Because the GOP tax plan would add $1.5 trillion to the debt over the next decade, those automatic cuts would kick in, meaning that the government would have to slash spending by $150 billion a year for 10 years — including about $25 billion annually from Medicare, plus billions more from agricultural subsidies, Customs and Border Patrol, student loans and other programs.

The full accounting gets a bit more complicated. Because the official PAYGO scorecard shows a positive balance of $14 billion for 2018, spending would only have to be cut by $136 billion next year — but because only certain programs can be cut, that number is impossible to reach, as the Congressional Budget Office explained in a letter Tuesday. Besides the $25 billion from Medicare, the Office of Management and Budget would still need to find $111 billion in other reductions, but CBO estimated that only $85 to $90 billion in cuts are available.

The Senate does have another option, though.
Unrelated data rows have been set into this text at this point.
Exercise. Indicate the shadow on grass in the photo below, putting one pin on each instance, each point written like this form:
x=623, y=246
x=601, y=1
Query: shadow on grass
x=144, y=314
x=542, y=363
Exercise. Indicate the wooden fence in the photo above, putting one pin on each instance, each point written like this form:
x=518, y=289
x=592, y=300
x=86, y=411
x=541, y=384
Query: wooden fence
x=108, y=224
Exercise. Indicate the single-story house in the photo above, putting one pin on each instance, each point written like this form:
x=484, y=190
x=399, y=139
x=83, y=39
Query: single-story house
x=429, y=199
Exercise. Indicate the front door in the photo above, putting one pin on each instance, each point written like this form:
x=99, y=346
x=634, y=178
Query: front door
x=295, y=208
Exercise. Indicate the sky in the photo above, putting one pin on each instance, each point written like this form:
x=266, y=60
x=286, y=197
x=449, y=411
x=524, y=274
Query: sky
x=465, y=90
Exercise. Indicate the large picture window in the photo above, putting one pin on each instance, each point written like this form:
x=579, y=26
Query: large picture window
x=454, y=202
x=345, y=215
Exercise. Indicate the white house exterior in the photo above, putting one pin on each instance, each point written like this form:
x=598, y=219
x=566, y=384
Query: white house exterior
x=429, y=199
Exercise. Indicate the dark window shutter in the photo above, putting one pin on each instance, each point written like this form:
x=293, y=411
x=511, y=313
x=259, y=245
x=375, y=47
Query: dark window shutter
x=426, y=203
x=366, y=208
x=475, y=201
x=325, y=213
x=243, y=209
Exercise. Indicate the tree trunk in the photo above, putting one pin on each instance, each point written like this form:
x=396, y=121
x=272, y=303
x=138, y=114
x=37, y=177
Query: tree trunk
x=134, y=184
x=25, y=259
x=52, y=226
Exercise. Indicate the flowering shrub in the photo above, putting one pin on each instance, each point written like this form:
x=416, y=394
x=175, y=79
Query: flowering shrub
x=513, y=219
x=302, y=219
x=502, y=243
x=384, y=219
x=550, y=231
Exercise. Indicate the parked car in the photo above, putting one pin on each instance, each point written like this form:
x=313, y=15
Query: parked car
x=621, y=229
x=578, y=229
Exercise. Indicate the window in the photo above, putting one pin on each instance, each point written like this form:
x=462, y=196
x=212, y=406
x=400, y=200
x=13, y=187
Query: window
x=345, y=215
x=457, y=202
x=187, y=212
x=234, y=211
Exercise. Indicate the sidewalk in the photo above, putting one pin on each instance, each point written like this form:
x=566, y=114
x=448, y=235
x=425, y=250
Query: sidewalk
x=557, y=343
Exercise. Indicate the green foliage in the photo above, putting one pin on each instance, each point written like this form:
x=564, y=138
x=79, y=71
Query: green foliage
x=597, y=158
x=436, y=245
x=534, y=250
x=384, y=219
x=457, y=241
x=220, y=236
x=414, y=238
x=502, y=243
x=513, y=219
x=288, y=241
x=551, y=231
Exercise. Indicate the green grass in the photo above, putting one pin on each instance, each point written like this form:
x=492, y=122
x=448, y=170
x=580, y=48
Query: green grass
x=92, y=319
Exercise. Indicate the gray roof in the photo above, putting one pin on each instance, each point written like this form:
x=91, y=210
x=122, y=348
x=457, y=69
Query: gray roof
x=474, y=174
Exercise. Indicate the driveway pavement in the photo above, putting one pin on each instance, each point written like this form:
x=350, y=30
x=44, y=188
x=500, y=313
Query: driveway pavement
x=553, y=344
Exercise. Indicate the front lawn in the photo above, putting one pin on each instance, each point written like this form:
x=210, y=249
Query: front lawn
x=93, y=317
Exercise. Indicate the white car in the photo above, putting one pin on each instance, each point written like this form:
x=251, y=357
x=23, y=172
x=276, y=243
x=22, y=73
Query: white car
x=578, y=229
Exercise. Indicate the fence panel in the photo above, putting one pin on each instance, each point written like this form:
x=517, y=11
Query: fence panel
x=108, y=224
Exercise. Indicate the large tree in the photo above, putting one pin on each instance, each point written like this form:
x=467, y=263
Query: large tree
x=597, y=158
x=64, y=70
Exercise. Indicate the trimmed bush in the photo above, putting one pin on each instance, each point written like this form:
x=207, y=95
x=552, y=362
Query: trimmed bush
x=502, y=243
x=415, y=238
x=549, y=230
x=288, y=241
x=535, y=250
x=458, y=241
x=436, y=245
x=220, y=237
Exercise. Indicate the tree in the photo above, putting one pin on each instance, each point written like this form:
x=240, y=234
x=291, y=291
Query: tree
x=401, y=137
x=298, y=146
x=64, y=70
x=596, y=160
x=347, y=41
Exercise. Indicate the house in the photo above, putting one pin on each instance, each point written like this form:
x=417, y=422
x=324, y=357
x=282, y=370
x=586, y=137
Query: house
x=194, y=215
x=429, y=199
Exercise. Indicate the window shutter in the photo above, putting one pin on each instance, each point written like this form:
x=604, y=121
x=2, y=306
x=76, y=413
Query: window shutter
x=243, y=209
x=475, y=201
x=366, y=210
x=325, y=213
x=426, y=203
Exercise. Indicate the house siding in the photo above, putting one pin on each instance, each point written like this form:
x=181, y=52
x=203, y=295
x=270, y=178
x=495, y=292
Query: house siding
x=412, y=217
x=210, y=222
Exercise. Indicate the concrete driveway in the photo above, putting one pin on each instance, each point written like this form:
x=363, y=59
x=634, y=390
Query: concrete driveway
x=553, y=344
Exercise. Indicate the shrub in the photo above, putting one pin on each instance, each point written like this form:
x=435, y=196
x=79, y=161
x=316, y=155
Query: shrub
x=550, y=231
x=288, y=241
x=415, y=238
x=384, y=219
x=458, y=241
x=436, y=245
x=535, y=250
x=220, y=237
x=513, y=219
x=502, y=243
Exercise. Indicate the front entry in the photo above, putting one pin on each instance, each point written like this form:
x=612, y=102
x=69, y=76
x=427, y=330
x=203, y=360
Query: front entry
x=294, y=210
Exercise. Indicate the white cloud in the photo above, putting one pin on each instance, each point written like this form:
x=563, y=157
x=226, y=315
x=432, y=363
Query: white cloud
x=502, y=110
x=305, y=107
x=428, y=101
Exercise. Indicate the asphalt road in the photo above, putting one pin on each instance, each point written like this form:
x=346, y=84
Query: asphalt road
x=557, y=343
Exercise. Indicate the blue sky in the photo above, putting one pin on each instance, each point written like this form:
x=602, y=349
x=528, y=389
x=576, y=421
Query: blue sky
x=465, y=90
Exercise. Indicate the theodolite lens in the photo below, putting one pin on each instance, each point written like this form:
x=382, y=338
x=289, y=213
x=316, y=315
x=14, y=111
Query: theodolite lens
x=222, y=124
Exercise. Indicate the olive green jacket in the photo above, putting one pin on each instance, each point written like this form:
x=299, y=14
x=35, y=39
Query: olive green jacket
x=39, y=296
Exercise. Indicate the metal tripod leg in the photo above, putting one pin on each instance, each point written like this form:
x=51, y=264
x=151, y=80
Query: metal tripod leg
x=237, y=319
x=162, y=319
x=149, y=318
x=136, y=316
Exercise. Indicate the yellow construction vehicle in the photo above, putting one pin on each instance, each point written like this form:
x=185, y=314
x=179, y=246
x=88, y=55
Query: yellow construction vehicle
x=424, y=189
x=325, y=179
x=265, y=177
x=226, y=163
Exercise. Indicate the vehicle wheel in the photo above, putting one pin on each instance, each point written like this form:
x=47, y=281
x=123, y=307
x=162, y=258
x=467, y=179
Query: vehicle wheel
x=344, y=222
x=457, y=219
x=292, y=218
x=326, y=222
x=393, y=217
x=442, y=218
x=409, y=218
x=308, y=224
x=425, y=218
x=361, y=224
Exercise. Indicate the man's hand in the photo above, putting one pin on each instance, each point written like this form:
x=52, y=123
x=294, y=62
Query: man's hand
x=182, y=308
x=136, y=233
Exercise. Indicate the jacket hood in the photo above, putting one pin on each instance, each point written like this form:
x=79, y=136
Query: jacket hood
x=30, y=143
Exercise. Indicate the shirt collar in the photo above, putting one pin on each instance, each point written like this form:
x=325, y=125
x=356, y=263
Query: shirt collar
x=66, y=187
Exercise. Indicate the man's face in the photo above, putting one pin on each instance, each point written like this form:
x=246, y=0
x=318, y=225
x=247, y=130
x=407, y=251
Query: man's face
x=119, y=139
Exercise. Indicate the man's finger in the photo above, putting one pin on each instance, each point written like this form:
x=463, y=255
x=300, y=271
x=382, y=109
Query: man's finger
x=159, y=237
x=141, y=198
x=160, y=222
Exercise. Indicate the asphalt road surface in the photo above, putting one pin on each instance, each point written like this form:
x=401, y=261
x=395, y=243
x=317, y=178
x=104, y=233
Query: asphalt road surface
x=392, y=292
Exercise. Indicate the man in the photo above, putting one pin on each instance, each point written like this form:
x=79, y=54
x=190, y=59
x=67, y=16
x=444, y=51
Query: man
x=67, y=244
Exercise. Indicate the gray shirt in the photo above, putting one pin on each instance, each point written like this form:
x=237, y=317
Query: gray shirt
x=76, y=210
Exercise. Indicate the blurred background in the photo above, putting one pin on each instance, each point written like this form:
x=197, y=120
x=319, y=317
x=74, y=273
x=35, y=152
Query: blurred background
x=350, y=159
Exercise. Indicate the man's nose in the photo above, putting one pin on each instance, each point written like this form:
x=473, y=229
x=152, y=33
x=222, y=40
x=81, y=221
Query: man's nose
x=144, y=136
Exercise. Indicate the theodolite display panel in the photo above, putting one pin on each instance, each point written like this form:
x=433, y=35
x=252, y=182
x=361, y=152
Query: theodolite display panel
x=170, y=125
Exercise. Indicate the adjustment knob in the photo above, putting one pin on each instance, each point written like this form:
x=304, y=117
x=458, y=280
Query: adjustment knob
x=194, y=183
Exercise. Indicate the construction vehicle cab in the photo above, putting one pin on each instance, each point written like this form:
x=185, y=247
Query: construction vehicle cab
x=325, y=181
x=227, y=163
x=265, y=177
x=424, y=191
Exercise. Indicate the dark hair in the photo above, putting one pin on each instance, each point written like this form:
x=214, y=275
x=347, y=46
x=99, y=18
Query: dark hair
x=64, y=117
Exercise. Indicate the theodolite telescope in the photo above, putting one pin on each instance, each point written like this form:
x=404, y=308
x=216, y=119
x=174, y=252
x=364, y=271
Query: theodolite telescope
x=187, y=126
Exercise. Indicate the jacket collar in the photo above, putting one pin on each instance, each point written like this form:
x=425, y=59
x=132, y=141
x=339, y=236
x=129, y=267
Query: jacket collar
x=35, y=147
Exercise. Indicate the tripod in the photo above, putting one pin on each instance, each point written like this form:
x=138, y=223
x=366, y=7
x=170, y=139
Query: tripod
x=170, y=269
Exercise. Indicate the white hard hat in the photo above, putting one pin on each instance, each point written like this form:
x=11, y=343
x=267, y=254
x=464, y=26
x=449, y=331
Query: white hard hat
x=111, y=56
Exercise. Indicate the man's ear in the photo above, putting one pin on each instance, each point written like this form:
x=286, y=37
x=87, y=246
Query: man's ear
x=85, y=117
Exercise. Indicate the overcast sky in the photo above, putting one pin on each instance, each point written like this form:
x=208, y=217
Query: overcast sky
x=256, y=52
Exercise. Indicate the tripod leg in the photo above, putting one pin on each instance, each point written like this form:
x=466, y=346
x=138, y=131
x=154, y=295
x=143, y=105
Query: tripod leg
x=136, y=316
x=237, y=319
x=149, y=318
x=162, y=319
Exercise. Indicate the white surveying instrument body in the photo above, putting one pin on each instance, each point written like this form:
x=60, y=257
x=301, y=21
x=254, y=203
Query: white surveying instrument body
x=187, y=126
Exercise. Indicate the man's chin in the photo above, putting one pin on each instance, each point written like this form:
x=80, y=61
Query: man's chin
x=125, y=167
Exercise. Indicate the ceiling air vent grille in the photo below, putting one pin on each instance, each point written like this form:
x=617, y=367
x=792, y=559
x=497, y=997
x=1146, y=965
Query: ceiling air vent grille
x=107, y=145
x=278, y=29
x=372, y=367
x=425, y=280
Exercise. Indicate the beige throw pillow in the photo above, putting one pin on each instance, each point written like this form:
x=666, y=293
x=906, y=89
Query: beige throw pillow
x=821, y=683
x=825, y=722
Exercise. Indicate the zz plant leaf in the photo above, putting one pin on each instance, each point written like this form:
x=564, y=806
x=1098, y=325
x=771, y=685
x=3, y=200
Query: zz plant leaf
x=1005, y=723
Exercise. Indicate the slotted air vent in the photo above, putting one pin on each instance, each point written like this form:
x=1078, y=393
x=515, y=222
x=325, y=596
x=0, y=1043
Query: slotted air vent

It can waive the PAYGO rules and avoid the automatic spending cuts, as it has done in the past, but that would require 60 votes. As The Washington Post’s Heather Long notes, that could give Democrats their only point of leverage in the tax reform process. “Congressional staff on both sides of the aisle admit that it’s unlikely Democrats would stand by and allow those painful cuts to popular programs to happen,” Long reports. “But Democratic leaders, including Sen. Minority Leader Charles E. Schumer (D-N.Y.), are well aware they could have leverage in this situation if they can convince the public that it would be Republicans, not them, who would be to blame” for the cuts.

Such a waiver could also threaten the support of some fiscally conservative Republicans. And even if the PAYGO rules are waived again, it’s a safe bet that Democrats and fiscal hawks will continue to warn about the longer-term costs of deficit-financed tax cuts. Many on the left have warned that the GOP tax plan and its increased deficits will lead to renewed GOP calls for cuts to social safety net programs.